Драма начинается тем, что на сцене сидит Софья Николаевна и стонет; она вдова, но, натурально, у нее есть друг, который вместе с тем и воспитатель ее сына. Софья Николаевна стонет о том, что она вдова, стонет о том, что у нее есть друг, о том, что у нее есть отец, о том, наконец, что у нее есть единоутробный брат. Стон всеобщий, повсеместный; нет той поры в этой женщине, нет той жилки, которая бы не стонала; стон тем более огорчающий, что производить его поручено госпоже Медведевой, которая действует в этом случае вполне неукоснительно. Приходит Михаил Афанасьевич Любанович, друг Софьи Николаевны и воспитатель ее сына; они говорят. Потом приходит помещик Оловянников; он кашляет, плюет, стучит палкою и вообще изображает дряхлого старика. Потом являются: Владимир Григорьевич Полубов, уездный судья (г. Никифоров), с супругой Агафьей Петровной (г-жа Акимова) и объясняют, что они приехали, потому что мимо ехали. Наконец уходят все, кроме Софьи Николаевны. Является Бурцев и рассказывает, что он оставил военную службу, потому что прожился окончательно и задолжал двадцать тысяч; что он покуда остановился на постоялом дворе, чтоб не озадачить сразу своим приездом кашляющего отчима; что двадцать тысяч ему нужны до зарезу, потому что его всякую минуту могут посадить за долги в тюрьму, и что вследствие сего он поручает Софье Николаевне склонить старика отчима заплатить эти долги. Софья Николаевна говорит, что постарается, но что, впрочем, ручаться не может. Бурцев просит водки, и занавес падает.

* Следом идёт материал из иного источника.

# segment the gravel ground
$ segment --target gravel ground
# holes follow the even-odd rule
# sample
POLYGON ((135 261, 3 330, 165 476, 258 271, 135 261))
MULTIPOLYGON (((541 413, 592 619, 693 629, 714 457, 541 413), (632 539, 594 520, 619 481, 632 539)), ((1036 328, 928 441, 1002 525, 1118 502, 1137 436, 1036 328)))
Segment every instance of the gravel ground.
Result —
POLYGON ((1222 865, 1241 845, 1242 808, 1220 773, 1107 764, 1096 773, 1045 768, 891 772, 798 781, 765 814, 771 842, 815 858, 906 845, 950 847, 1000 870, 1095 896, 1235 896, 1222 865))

Во втором действии отчим с пасынком свиделись; они ругаются в какой-то беседке, а из окон виднеются кусты роз. Пасынок говорит: мне мало двух тысяч в год, которые вы мне даете; отчим говорит: довольно. Пасынок говорит: имение-то ведь мое; отчим говорит: врешь! Одним словом, происходит сцена возмутительная, сколько по содержанию своему, столько же и по выполнению. Этаких сцен автор, мало-мальски одаренный трудолюбием, может писать десятки ежедневно.
Например:
Он.Я пойду есть устрицы к Елисееву.
Я. Нет, не пойдешь ты есть устрицы к Елисееву.
Он.Да почему ж мне не пойти есть устрицы к Елисееву?
Я.А потому, что ты вчера ходил есть устрицы к Елисееву и т. д. и т. д.